Newberry students travelling in August to France to commemorate “the beginning of the end” of World War I will teach students from other countries about the role of the United States.

“My students had to research the U.S. role in the Battle of Amiens, including a couple of individual soldier’s stories,” said Randy Griffis, the TAS history teacher whose own study of the war led to the invitation to be part of the 100-year anniversary of the Battle of Amiens. Research by the Newberry students will be made into a banner to be displayed at the memorial, and they will explain their research to counterparts from Canada, France, Britain, Australia and Germany.

Choosing the five students, Gage, Burton, Massey, Smithson and Manty, “was the most difficult decision I’ve had to make in my teaching career,” said Griffis.

Five was the limit in the invitation from the U.S. WWI Centennial Commission and the National WWI Museum and Memorial, which are paying for the trip. University High School in Irvine, CA is the only other U.S. school to send five students and a teacher.

Griffis won a fellowship at the National WWI Museum and Memorial several years ago and has done research in that collection in Kansas City.

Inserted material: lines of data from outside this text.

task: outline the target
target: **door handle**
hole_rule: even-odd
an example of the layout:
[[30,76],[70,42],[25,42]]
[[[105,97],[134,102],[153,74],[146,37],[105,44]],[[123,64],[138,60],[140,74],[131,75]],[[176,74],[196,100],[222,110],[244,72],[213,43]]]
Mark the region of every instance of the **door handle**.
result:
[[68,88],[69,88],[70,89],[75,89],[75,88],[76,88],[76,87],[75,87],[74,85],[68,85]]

Gage, a senior, was filmed reciting a poem by a German soldier of WWI, said Griffis, and the poem “will also be recorded by students from all combatant nations and combined into a single video with students from various nations reciting different lines.”

Smithson, a sophomore, will take part in a wreathlaying ceremony at the culmination of the memorial service at the cathedral in Amiens.

The Newberry team will be staying in Albert, just north of Amiens, and visit several battlefields, including the Thiepval Memorial to 72,000 soldiers who died on the Somme battlefield in 1916, and Compiegne, where the Armistice was signed, ending the war.

“I’m really proud of what my kids have accomplished so far with their research and their enthusiasm for the trip,” said Griffis. “It’s not often that Newberry is chosen to help represent the United States in a major multi-national commemoration such as this.”

Will they please choose one of their group to write a nice article for this newspaper?